Re: [BUG?] estimate_hash_bucket_stats uses wrong ndistinct for avgfreq - Mailing list pgsql-hackers

From Tom Lane
Subject Re: [BUG?] estimate_hash_bucket_stats uses wrong ndistinct for avgfreq
Date
Msg-id 995278.1772219726@sss.pgh.pa.us
Whole thread Raw
In response to Re: [BUG?] estimate_hash_bucket_stats uses wrong ndistinct for avgfreq  (Tender Wang <tndrwang@gmail.com>)
Responses Re: [BUG?] estimate_hash_bucket_stats uses wrong ndistinct for avgfreq
Re: [BUG?] estimate_hash_bucket_stats uses wrong ndistinct for avgfreq
List pgsql-hackers
Tender Wang <tndrwang@gmail.com> writes:
> I added Tom to the cc list. He may know more about this.

Hmm, git blame says I originated this function 25 years ago
(f905d65ee), but I don't claim to remember that.

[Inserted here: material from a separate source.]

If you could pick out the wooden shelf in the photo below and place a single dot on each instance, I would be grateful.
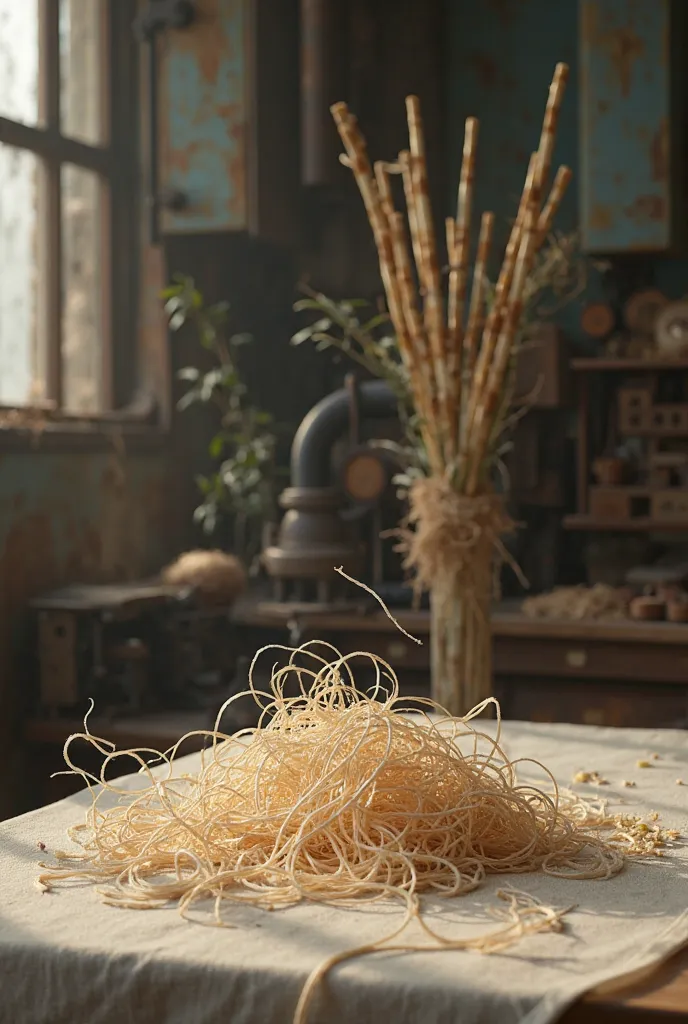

Looking at it now, though, I think that bd3e3e9e5 is indeed
wrong but not in the way Joel suggests.  The longstanding
way to compute mcv_freq is

            /*
             * The first MCV stat is for the most common value.
             */
            if (sslot.nnumbers > 0)
                *mcv_freq = sslot.numbers[0];

*This number is a fraction measured on the raw relation.*
(Necessarily so, because it's just a number computed by ANALYZE.)
Then bd3e3e9e5 added

            /*
             * If there are no recorded MCVs, but we do have a histogram, then
             * assume that ANALYZE determined that the column is unique.
             */
            if (vardata.rel && vardata.rel->rows > 0)
                *mcv_freq = 1.0 / vardata.rel->rows;

This is a pure thinko.  rel->rows is the estimated number
of filtered rows.  What I should have used is rel->tuples,
which is the estimated raw relation size, so as to get a
number that is commensurate with the longstanding way
of calculating mcv_freq.  Then that also matches up with
computing avgfreq on the raw relation.

So I think the correct fix is basically

-            if (vardata.rel && vardata.rel->rows > 0)
-                *mcv_freq = 1.0 / vardata.rel->rows;
+            if (vardata.rel && vardata.rel->tuples > 0)
+                *mcv_freq = 1.0 / vardata.rel->tuples;

and I wonder if that will wind up in reverting a lot of the plan
choice changes seen in bd3e3e9e5.

Joel, do you want to run this to ground, and in particular
see if that way of fixing it passes your sanity tests?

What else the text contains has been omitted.